The conference will take place at the Hanover Inn, directly across the street from Dartmouth College in Hanover, New Hampshire. If you are traveling to the area from Boston or NYC, you can get to Hanover via the Dartmouth Coach, which will drop you off right next to the hotel.

Participants will arrive at Dartmouth on Wednesday, June 21, 2017 and conference sessions will begin early the next morning. Keynote speeches on Thursday, June 22 will introduce participants to the essential elements of the theory, and provide an overview of recent developments. Keynote speeches on Friday, June 23 will present the new methods and discuss their theoretical implications. Research presentations and flash talks will be clustered thematically around the keynote talks these two days.

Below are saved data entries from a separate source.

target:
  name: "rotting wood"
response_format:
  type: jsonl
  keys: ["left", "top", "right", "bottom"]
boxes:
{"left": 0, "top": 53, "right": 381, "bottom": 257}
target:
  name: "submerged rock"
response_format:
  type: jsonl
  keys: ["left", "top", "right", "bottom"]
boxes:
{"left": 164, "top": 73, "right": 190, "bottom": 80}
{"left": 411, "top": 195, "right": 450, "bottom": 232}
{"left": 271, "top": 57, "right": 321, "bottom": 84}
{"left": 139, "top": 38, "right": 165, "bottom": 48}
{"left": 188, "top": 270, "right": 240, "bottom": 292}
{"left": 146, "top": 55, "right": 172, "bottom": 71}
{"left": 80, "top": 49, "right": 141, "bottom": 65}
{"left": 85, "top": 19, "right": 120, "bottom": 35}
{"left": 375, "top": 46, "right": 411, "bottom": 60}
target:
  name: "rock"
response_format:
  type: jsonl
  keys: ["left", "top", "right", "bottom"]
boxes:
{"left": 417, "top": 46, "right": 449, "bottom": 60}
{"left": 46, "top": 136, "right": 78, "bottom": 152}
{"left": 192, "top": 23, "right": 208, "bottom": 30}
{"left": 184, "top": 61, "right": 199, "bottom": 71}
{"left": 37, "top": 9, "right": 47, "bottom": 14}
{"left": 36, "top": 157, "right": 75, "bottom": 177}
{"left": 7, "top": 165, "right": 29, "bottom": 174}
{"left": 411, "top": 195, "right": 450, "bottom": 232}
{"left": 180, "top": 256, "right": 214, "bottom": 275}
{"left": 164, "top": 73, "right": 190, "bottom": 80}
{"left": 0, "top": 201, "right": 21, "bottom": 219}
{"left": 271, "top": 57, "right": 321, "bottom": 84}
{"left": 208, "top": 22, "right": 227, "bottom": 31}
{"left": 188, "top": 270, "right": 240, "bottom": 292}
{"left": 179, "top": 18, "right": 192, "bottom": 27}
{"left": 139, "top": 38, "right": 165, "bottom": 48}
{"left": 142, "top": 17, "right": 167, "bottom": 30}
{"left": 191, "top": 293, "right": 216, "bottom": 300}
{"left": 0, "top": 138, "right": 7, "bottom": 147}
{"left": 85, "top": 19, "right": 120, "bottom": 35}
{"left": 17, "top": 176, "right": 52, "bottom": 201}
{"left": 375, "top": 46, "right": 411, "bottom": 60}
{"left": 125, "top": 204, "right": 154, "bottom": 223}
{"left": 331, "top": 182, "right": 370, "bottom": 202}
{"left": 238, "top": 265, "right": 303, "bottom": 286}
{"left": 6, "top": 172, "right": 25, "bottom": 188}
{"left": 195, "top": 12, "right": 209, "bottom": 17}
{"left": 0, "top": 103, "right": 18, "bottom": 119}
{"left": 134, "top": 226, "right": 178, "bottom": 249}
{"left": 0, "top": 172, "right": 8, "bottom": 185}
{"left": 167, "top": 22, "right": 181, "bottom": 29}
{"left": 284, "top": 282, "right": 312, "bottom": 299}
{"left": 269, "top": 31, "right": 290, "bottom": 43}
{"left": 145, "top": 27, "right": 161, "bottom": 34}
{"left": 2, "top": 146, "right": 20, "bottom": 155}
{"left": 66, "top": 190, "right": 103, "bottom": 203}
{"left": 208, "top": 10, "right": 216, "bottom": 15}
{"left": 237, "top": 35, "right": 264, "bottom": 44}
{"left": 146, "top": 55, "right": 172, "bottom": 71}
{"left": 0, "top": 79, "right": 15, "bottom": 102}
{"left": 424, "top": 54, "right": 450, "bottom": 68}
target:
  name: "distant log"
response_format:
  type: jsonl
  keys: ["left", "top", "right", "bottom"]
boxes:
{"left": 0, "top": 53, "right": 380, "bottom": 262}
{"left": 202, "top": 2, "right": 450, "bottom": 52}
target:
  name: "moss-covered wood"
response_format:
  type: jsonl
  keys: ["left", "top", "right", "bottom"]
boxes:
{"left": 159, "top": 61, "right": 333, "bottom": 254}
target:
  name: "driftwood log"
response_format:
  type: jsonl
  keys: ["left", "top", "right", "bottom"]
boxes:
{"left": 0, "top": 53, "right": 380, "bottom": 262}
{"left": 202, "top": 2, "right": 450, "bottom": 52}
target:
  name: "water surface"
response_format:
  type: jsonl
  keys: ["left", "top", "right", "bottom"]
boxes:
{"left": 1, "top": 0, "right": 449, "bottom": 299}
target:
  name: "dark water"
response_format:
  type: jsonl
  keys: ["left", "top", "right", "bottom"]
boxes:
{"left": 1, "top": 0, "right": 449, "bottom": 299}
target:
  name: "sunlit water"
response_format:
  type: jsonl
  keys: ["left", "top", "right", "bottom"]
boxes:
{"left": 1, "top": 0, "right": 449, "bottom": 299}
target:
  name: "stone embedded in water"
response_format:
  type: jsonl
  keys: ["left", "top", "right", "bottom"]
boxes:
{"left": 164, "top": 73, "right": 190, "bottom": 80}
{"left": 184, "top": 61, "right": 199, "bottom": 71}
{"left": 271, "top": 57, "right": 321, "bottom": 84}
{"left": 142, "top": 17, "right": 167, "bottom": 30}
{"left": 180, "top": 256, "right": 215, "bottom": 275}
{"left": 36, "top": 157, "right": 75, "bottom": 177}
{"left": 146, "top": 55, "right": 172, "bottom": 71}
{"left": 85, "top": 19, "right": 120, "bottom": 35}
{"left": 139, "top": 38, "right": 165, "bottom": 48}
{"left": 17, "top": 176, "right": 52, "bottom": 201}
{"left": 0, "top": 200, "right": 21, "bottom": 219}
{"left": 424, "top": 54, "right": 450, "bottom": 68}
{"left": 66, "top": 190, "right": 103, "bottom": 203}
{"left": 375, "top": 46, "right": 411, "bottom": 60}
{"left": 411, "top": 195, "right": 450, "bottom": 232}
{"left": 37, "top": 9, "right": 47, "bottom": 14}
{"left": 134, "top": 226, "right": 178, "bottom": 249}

Methodological training conferences will take place over lunch on Friday and Saturday. The morning of Saturday, June 24 will be dedicated to collaborative research meetings for ongoing projects; the afternoon will be set aside for a series of incubator sessions that will identify future research directions and link potential collaborators (topics TBD as they emerge during the conference). Participants will depart on Saturday evening or Sunday morning.

The workshop will serve three important functions. First, it will provide participants with a comprehensive introduction to affect control theory. Keynote speeches by prominent scholars will introduce the theory, summarize key empirical findings and support, and review major developments over the last few years. Fifteen-minute research presentations will describe empirical findings from recently completed research. Five-minute flash talks will present work in progress, and provide a low-cost, high-return opportunity for emerging scholars to share their ideas with the broader community. Second, the workshop will familiarize participants with new methodological approaches in this tradition and their implications for theory development around questions of sociological interest. Experts in these methods will summarize major developments, and hands-on training conferences will provide participants with a primer on the methods and how to use them. Third, the workshop will facilitate ongoing collaborative work and generate new research ideas by providing a forum for scholars to share and develop their ideas. This tripartite program structure will enable those who are unfamiliar to learn about both established social theory and novel computational methods, while providing insiders with a review of the diverse new work coming out of this tradition.